Indianapolis has a long and captivating history, from its early days as a spiritual center for Baptists, Presbyterians, and Methodists in the 1820s to its current status as the seat of the Indiana government. The area where the city of Indianapolis is now located was once inhabited by the Lenape (nation of Delaware), a native tribe that lived along the White River. Calvin Fletcher, one of the first prominent residents, documented many details of Indianapolis's early history in his diary. In 1820, the Indiana General Assembly passed an act that made Indianapolis the seat of the state's new capital.
This act also enabled the consolidation of the city and county's budgetary functions, and allowed for the City-County Council to vote to merge the Indianapolis Police Department and the Marion County Sheriff's Department. In addition, it allowed for the consolidation of the Indianapolis Fire Department with the fire departments of the individual municipalities based on their approval. Notable weeklies in Indianapolis include NUVO, an alternative weekly; the Indianapolis Recorder, a weekly newspaper serving the local African-American community; the Indianapolis Business Journal, which reports on local real estate news; and the Southside Times. The city is also home to several German clubs, such as the Indianapolis Turngemeinde (185) and Turners, which merged with other clubs and became known as the Indianapolis Social Turnverein. The Indianapolis Metropolitan Police Department (IMPD) is now the primary law enforcement agency in Indianapolis.
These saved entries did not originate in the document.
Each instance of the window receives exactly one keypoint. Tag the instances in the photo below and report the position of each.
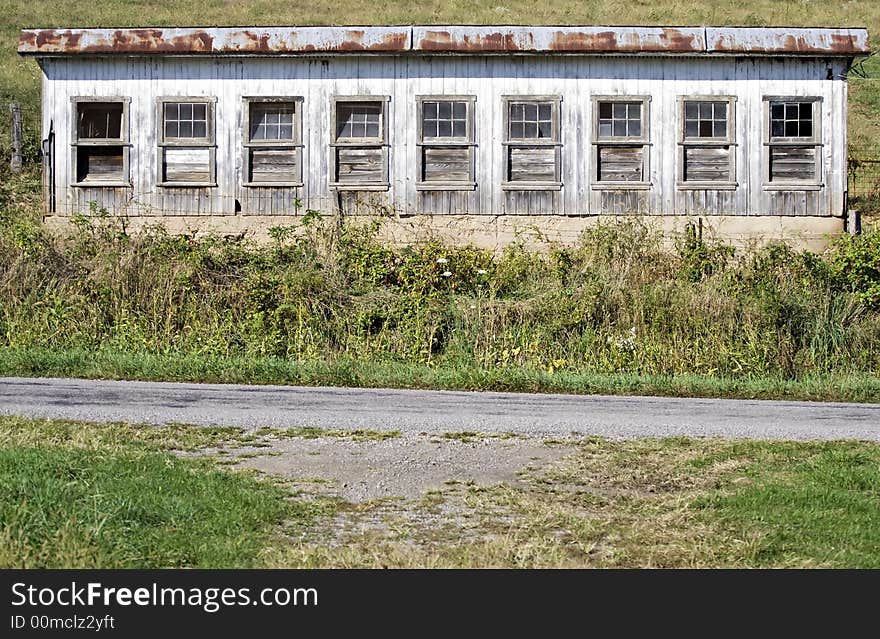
(186, 142)
(532, 143)
(446, 143)
(272, 142)
(100, 142)
(706, 143)
(620, 139)
(359, 143)
(793, 140)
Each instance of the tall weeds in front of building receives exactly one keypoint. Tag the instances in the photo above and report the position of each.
(328, 290)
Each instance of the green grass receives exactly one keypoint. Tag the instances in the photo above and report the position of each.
(663, 503)
(83, 495)
(863, 387)
(804, 504)
(19, 78)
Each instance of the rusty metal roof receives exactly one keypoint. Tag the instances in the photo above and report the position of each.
(738, 41)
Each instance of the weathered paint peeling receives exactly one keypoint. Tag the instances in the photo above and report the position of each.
(214, 41)
(450, 40)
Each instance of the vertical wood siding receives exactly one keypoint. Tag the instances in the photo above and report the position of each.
(575, 79)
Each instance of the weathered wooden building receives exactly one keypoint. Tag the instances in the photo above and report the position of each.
(470, 130)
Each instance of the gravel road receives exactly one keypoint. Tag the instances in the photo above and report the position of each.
(434, 411)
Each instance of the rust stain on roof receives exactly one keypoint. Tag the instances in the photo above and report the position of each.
(668, 40)
(734, 40)
(494, 42)
(450, 39)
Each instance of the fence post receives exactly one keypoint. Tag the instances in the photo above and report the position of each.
(15, 162)
(854, 222)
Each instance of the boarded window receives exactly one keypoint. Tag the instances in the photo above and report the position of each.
(272, 148)
(706, 157)
(621, 136)
(360, 143)
(100, 153)
(446, 143)
(793, 141)
(186, 134)
(532, 143)
(621, 163)
(99, 121)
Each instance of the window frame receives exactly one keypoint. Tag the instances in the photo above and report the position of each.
(684, 143)
(468, 141)
(122, 141)
(555, 141)
(249, 145)
(383, 142)
(815, 141)
(209, 141)
(643, 140)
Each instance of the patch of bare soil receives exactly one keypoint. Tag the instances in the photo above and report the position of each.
(405, 467)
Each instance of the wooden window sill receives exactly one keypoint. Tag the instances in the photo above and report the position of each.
(446, 186)
(531, 186)
(792, 186)
(338, 186)
(707, 186)
(621, 186)
(252, 185)
(186, 185)
(116, 184)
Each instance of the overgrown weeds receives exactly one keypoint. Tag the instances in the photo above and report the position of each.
(617, 302)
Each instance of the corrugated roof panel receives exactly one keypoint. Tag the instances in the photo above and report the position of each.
(787, 41)
(560, 39)
(446, 40)
(250, 40)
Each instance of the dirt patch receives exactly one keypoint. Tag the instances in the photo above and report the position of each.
(407, 466)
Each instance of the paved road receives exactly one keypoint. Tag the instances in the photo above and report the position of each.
(433, 411)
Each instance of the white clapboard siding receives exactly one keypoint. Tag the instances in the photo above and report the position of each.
(447, 164)
(620, 163)
(707, 164)
(274, 165)
(792, 163)
(575, 79)
(187, 165)
(532, 164)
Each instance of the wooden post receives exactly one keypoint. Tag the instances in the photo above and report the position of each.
(854, 222)
(15, 162)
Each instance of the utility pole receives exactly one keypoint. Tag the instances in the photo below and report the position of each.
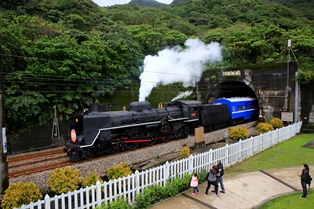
(4, 177)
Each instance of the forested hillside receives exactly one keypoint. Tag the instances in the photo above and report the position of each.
(69, 53)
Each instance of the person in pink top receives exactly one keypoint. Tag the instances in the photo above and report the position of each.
(194, 184)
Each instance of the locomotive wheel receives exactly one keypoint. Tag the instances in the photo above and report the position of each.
(152, 142)
(131, 146)
(87, 154)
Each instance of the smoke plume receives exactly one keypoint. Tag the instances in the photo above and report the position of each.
(178, 64)
(182, 94)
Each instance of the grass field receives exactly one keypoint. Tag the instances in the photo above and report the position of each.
(290, 153)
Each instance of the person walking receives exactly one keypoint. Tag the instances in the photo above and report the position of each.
(194, 184)
(305, 176)
(220, 176)
(211, 180)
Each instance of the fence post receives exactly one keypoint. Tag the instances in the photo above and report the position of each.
(47, 202)
(227, 154)
(166, 172)
(240, 149)
(191, 164)
(137, 182)
(98, 193)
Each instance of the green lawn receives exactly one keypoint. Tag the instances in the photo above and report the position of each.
(290, 153)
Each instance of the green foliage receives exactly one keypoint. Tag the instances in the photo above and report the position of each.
(119, 203)
(91, 179)
(63, 180)
(239, 133)
(276, 123)
(184, 153)
(119, 170)
(264, 128)
(19, 194)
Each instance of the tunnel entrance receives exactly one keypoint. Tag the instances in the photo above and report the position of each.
(229, 89)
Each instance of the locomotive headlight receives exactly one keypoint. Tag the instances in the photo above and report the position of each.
(73, 136)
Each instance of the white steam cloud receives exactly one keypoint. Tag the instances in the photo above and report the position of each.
(182, 94)
(178, 65)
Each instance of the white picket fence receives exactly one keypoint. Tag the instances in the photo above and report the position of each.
(128, 187)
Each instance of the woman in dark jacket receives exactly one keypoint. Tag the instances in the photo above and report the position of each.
(211, 180)
(305, 175)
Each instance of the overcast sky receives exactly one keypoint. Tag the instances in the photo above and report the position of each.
(112, 2)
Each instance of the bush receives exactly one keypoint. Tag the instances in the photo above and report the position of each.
(119, 203)
(63, 180)
(276, 123)
(239, 133)
(184, 153)
(119, 170)
(91, 179)
(264, 128)
(19, 194)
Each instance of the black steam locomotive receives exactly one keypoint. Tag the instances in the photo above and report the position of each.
(97, 133)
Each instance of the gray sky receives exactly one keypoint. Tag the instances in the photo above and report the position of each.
(112, 2)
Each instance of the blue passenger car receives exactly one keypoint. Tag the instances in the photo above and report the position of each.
(241, 109)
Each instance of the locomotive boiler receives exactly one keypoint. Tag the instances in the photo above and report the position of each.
(96, 133)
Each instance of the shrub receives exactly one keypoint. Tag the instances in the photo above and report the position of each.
(276, 123)
(63, 180)
(184, 153)
(91, 179)
(239, 133)
(264, 128)
(119, 203)
(19, 194)
(119, 170)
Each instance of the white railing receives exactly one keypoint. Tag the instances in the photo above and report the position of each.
(128, 187)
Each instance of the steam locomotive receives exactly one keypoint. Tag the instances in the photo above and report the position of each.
(96, 133)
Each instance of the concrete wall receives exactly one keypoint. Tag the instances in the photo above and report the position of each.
(273, 85)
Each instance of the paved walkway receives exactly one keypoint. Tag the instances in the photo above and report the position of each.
(243, 191)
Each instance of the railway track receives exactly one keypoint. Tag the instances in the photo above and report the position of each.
(34, 162)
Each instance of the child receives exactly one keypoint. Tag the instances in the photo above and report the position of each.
(194, 184)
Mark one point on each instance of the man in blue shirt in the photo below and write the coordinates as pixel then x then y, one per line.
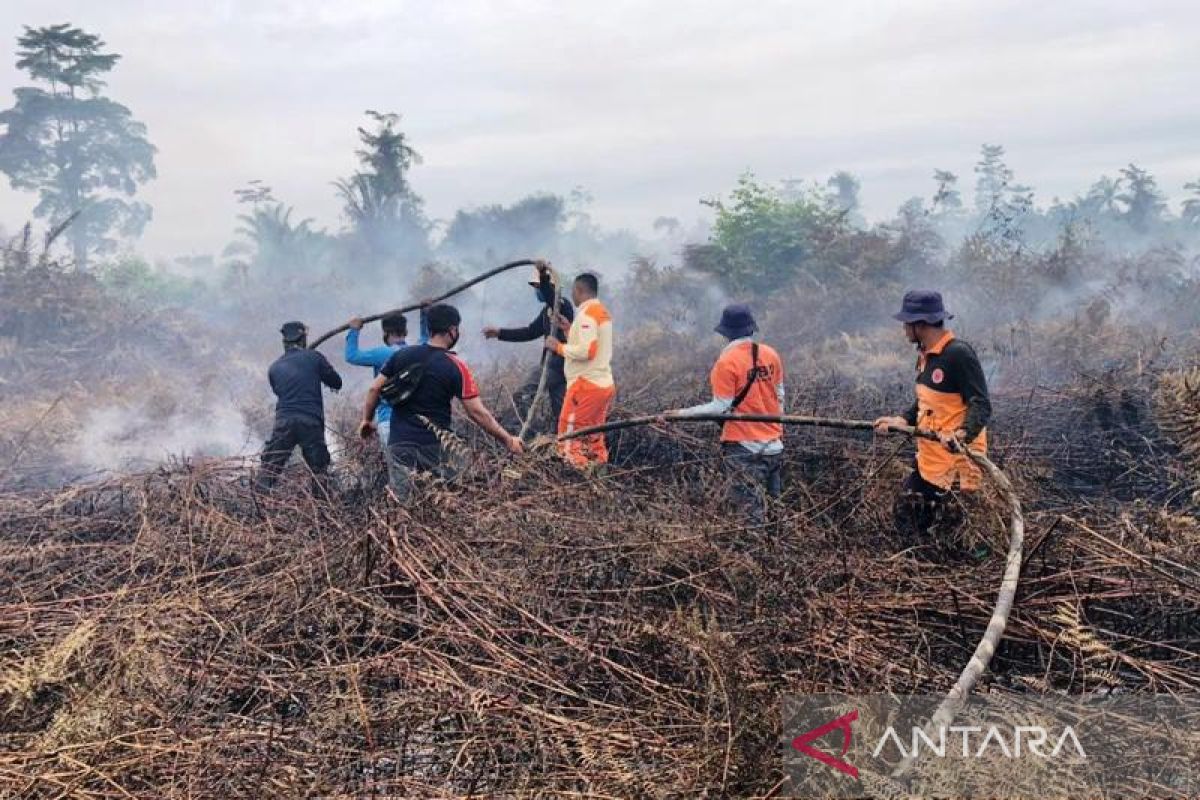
pixel 395 331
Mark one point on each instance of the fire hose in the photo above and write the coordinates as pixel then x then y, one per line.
pixel 977 665
pixel 552 317
pixel 405 310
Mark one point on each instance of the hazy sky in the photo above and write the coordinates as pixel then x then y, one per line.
pixel 649 106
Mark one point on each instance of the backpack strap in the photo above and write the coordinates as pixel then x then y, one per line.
pixel 750 377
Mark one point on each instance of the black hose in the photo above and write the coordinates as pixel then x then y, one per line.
pixel 405 310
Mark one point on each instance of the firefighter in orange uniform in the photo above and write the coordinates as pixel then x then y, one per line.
pixel 952 401
pixel 587 364
pixel 748 378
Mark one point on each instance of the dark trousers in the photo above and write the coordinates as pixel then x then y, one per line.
pixel 924 507
pixel 755 480
pixel 305 432
pixel 556 390
pixel 407 459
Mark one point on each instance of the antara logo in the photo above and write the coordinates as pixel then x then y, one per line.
pixel 976 743
pixel 845 725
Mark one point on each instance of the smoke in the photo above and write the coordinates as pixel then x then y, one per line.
pixel 123 438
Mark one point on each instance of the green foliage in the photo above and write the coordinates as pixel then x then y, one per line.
pixel 1143 200
pixel 274 247
pixel 132 278
pixel 387 216
pixel 79 151
pixel 762 239
pixel 1192 205
pixel 994 178
pixel 528 226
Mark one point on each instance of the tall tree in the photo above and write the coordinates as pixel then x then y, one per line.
pixel 994 178
pixel 1143 200
pixel 81 151
pixel 387 216
pixel 947 199
pixel 1102 197
pixel 1192 205
pixel 844 191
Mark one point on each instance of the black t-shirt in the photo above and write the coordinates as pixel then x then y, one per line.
pixel 295 379
pixel 957 370
pixel 445 378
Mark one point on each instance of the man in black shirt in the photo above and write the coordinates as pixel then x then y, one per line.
pixel 295 379
pixel 543 282
pixel 952 401
pixel 438 378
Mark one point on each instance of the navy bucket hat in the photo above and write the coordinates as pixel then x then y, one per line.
pixel 922 306
pixel 293 331
pixel 737 322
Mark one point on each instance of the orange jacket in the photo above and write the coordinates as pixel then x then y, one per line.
pixel 588 348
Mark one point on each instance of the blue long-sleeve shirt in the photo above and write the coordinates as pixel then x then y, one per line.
pixel 377 356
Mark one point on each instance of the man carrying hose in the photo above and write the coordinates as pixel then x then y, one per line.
pixel 952 401
pixel 587 356
pixel 748 378
pixel 297 378
pixel 543 280
pixel 421 417
pixel 395 331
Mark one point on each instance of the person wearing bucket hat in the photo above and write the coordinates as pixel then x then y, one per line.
pixel 543 281
pixel 295 378
pixel 587 364
pixel 952 401
pixel 748 378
It is not, however, the only law enforcement agency in Marion County; there were other agencies even before Unigov was established in Indianapolis. Indianapolis has a rich and vibrant history that has shaped it into what it is today. From its early days as a religious center to its current status as a major metropolitan city with a strong police force, Indianapolis has come a long way. Its unique history has made it an interesting place to explore and learn about.